Japan’s security concerns in Africa are not just maritime, however. The siege and hostage-taking at an Algerian gas facility in January claimed the lives of 10 Japanese workers. The “Algeria shock” sent significant ripples through Japan’s security policy community and has fueled talk of Abe’s creating a national security council following the U.S. model.
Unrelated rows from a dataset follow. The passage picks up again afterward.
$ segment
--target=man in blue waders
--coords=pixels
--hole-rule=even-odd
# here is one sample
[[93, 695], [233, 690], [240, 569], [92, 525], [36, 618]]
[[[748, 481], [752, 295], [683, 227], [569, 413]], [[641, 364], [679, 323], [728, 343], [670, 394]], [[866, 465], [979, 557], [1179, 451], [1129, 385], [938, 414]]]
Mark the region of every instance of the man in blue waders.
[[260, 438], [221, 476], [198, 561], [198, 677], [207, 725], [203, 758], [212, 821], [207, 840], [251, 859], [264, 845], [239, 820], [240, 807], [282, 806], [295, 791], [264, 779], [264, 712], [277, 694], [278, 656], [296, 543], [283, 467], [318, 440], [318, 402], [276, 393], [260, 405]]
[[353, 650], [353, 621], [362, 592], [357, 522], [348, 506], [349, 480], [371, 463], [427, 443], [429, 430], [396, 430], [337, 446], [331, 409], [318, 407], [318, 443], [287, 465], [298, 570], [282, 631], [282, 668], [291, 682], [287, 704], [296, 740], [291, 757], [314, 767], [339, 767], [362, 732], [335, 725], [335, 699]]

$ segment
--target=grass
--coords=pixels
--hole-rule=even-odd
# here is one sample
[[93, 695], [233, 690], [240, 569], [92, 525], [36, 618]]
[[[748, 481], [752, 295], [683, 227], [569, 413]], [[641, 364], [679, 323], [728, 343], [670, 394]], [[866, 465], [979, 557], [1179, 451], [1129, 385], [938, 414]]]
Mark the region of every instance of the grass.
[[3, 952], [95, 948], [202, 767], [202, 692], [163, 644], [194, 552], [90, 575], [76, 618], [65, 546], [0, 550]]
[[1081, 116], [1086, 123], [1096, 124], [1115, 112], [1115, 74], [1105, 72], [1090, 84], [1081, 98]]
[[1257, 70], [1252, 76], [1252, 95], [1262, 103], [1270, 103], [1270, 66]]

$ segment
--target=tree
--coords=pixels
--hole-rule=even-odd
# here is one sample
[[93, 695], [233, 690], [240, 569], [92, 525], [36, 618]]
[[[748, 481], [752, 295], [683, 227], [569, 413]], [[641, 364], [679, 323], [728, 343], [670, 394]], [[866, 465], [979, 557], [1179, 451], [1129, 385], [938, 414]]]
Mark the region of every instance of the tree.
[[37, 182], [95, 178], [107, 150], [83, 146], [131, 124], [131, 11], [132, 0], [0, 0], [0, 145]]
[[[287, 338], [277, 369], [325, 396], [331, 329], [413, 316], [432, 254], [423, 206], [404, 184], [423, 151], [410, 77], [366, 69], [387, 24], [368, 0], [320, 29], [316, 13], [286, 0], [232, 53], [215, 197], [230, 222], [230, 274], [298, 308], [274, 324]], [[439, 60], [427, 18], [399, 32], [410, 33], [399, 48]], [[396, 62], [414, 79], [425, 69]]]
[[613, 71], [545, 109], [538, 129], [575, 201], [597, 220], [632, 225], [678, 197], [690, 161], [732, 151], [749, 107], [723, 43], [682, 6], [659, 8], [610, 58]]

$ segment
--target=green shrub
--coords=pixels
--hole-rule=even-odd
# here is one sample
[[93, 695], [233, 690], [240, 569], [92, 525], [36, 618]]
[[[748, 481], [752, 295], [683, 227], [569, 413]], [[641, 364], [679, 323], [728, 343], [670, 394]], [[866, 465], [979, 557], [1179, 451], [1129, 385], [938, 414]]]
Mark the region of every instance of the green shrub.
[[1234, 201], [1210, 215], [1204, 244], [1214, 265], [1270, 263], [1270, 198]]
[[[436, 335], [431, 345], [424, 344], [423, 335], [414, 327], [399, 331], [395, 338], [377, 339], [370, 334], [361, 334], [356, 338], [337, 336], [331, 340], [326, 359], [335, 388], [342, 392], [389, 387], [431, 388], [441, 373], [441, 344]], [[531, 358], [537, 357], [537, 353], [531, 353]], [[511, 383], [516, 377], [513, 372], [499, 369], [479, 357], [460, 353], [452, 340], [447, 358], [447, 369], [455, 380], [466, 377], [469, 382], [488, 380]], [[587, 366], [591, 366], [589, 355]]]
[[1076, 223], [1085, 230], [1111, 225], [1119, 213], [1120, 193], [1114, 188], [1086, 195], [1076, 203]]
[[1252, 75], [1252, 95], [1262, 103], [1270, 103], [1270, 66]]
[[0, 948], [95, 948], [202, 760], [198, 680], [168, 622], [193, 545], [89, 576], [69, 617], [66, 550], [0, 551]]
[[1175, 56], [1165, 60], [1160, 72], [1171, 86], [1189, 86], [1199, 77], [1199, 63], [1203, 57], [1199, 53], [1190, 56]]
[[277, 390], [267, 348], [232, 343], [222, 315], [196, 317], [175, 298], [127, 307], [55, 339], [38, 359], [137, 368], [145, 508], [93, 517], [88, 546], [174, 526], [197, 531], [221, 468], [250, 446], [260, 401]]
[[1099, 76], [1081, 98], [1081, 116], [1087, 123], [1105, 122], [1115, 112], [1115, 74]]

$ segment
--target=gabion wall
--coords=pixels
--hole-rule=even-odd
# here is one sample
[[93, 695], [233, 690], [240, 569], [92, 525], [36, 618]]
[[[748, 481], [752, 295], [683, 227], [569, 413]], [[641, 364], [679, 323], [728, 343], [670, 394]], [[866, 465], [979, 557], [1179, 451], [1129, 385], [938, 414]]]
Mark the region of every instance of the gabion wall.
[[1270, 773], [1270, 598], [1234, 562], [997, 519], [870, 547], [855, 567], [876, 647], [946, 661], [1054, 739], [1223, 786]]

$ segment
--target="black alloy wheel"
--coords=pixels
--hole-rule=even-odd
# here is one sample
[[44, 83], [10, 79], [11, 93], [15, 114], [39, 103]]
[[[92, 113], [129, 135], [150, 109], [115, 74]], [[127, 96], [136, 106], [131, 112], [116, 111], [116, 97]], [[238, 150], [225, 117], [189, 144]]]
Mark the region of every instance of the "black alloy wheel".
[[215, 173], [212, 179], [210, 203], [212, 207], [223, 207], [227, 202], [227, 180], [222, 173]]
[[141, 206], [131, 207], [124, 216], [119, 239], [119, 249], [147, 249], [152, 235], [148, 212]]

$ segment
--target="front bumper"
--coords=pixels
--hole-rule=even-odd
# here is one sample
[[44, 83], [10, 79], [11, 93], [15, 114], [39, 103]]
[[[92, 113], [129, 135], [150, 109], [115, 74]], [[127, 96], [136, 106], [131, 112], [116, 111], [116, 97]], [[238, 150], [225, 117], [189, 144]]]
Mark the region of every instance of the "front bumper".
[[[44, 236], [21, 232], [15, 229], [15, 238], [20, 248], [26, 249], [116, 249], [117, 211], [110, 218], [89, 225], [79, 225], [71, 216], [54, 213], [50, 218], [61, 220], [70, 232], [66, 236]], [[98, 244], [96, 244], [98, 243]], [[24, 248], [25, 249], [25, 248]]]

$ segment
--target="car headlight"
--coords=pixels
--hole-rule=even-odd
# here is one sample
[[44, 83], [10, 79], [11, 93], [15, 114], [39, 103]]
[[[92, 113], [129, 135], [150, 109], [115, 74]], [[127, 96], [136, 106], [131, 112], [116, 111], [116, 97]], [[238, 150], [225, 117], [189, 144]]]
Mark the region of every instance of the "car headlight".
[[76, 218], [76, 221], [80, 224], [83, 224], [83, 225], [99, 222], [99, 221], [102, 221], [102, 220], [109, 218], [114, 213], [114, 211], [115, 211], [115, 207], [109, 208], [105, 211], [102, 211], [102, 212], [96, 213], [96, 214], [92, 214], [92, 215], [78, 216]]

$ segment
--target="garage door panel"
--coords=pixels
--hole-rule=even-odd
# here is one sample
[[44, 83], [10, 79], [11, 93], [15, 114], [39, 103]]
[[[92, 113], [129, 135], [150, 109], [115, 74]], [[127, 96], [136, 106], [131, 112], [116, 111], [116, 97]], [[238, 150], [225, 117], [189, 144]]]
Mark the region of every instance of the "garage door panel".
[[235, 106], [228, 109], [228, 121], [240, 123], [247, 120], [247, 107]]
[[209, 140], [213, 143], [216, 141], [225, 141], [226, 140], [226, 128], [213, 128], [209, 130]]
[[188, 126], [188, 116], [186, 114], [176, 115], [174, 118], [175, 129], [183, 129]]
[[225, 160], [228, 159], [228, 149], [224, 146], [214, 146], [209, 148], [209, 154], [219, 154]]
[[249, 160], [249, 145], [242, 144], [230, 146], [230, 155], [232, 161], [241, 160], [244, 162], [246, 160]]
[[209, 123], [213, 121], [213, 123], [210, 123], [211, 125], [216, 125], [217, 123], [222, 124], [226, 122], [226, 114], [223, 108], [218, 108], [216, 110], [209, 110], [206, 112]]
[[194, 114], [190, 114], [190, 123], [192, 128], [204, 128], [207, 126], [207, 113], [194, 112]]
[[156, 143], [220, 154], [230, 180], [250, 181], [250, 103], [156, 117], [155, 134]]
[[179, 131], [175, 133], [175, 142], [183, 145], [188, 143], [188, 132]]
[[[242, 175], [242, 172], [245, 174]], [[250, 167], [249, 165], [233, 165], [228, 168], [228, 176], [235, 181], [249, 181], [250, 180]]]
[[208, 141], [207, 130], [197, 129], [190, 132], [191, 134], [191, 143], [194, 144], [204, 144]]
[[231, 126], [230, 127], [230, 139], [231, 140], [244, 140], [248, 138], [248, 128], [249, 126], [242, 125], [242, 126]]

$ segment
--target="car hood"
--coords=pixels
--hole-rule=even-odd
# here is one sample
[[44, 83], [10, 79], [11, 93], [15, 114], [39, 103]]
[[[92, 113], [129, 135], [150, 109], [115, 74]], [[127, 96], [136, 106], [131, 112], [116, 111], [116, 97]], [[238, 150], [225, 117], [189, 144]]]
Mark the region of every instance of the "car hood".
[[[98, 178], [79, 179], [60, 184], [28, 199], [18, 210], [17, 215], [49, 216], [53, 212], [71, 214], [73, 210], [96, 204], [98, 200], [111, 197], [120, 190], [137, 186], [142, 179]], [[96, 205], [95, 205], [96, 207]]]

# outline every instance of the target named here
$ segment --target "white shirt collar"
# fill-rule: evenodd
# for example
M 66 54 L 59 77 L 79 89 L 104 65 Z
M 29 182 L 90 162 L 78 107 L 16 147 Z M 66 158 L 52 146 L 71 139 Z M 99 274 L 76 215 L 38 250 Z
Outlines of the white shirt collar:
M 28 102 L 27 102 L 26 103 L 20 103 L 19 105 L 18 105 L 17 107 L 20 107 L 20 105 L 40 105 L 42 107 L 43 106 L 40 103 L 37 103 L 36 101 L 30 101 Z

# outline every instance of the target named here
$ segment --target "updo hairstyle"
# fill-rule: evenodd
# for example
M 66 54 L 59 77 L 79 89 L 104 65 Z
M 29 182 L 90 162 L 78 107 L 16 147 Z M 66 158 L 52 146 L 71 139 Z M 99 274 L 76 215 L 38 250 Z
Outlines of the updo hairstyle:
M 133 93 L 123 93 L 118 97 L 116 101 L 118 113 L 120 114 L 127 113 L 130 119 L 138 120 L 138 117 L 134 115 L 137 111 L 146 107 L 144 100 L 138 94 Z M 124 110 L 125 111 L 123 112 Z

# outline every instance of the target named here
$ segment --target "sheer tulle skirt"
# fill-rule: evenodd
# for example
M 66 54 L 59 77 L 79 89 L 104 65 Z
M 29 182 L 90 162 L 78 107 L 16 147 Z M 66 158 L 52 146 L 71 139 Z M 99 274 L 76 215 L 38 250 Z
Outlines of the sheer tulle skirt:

In sum, Japan’s engagement with Africa is neither a luxury nor a burden -- it is a necessity. As the dynamic states of Africa continue to evolve and develop a range of international partnerships, Tokyo should keep its eye trained on maintaining a strong economic presence on the continent. New investment will also require enhanced protection measures for Japanese nationals and corporate capital. Abe’s government is taking a solid approach to engaging the continent but will have to enhance and sustain its efforts if Japan wishes to compete with Africa’s host of other suitors.

Jonathan Berkshire Miller is a Sasakawa Peace Foundation fellow on Japan for the Center for Strategic and International Studies Pacific Forum.